Danach vom Herd nehmen und weiter quellen lassen. Die Chiasamen brauchen ein wenig Zeit, um die Flüssigkeit aufzunehmen und die Marmelade anzudicken. Bei mir hatte sie nach ungefähr 15 Minuten die perfekte Konsistenz. Die fertige Brombeer-Chia-Marmelade in gründlich gereinigte Gläser füllen, verschließen und abkühlen lassen. Et voilà. Fruchtig, leicht herb, mit einem Hauch Vanille und für mich eine richtig schöne Möglichkeit, ein kleines Stück Spätsommer ins Glas zu bringen.
Gut zu wissen: Da diese Marmelade nicht wie eine klassische, stark gezuckerte Konfitüre eingekocht wird, bewahre ich sie im Kühlschrank auf und verbrauche sie zeitnah. Verwende immer saubere Gläser und sauberes Besteck zur Entnahme.

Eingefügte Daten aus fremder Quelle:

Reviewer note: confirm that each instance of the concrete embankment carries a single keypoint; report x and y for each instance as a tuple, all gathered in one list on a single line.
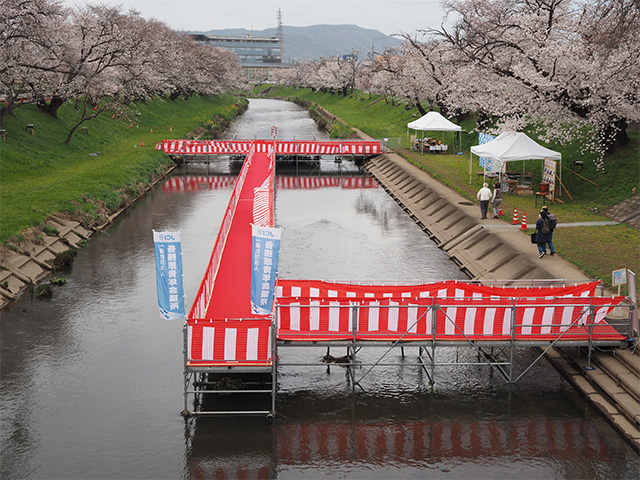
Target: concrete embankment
[(493, 250), (33, 262)]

Naturwissen muss nicht kompliziert sein
Vielleicht denkst du bei Pflanzenwissen zuerst an unzählige Pflanzennamen, Inhaltsstoffe und Dinge, die man auswendig lernen muss. Für mich beginnt es viel früher. Nämlich beim Hinschauen und Wahrnehmen, was gerade wächst. Beim Sammeln und irgendwann vielleicht bei einem Glas selbst gemachter Brombeer-Chia-Marmelade auf dem Frühstückstisch.
Je mehr ich über die Natur lerne, desto mehr verändert sich mein Blick auf das, was mich jeden Tag umgibt und genau dieses Wissen möchte ich hier weitergeben. Einfach um uns vielleicht ein kleines Stück von etwas zurückholen, das in unserem schnellen Leben manchmal verloren geht. Die Verbindung zur Natur, zu unseren Händen und zu dem Gefühl, selbst etwas bewirken zu können.